Rage LT - That's what I think, but I have never found evidence to support it (other that I haven't found any other laptop with this chip... but that could be like EGA-equipped laptops... I thought that only few were made and then I found a lot of them from both - well-known brands and OEMs).
Savage4 - I'm not sure about that. The info I found was always very fuzzy. I just know that when I tested the chip by myself, the per-clock performance was perfectly comparable with desktop Savage4. If you have relevant sources, I would be happy to read about this.
From what I remember, the Cobalt architecture is similar to the O2 (also a UMA setup)- that is, the geometry is done on the CPUs, and then the onboard chips of the Cobalt chipset takes care of texture mapping, mip-mapping and some codec decompression. That's why I bought up Pro/E versus, say, texture mapping on a video. If your task at hand is to work on CAM/CAD related stuff, you pretty much want as much CPU horsepower as possible (upgrading SGI O2s from R4ks to an R12K would significantly boost the performance of the rendering pipeline)...and that's why the 320 (1-2 socket instead of 4 max) is such a niche product. If you want to do CAD/CAM you probably do not want it since you want as many cores driving the 3D pipeline as possible. If you do broadcast graphics (where you are mapping video streams on a simple 3D mesh) it'll probably be something you want.
I doubt that the RageLT (the PCI version, not the Rage Pro LT, which is a different animal and really common) were found on many of the earlier laptops, at least not the mainstream ones. Neomagic and S3 (and to a certain extent C&T/Trident) dominated the field back then. My guess with the appearance of the RageLT on the Mainstreet/Wallstreets was that ATi (back then just a small graphics ASIC provider north of Toronto, certainly not the "red team" juggernaut going up against nVidia in later years) were willing to work with Apple to ship PowerPC/MacOS based drivers for their machines (the Rage II+ were found in the original iMacs as well), while Neomagic and S3 were not.

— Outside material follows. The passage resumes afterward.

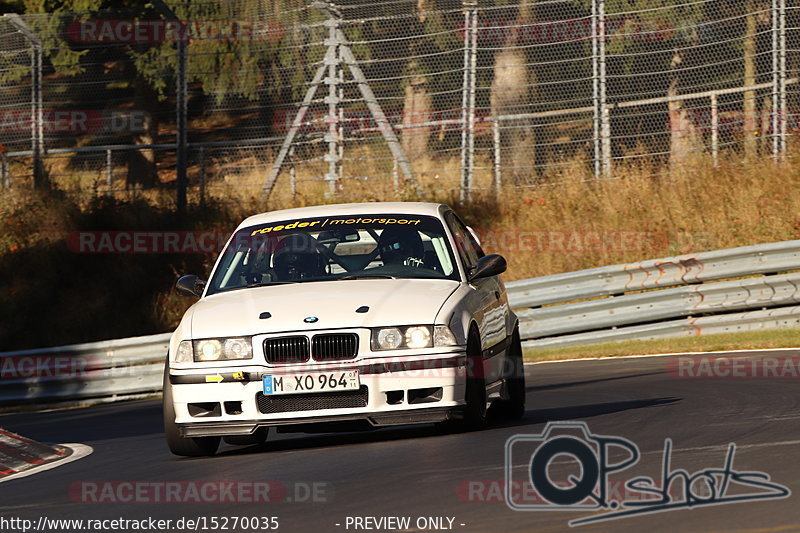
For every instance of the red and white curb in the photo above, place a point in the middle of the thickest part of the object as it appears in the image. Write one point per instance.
(20, 456)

As for the Savage IX, here's a rather recent writeup regarding its capabilities -> https://b31f.wordpress.com/2019/10/24/s3-savage-ix-on-trial/. My own (not very scientific) comparisons between my Dell Latitude C600 (ATi Rage 128 Mobility/M4) and the Thinkpad T21 (Savage/IX 😎 seem to suggest that the Savage were a little behind the M4 in most benchmarks but still a decent performer at 800x600 resolutions for most games made before 2001. For me the Savage was more valued for decent compatibility with DOS VESA games.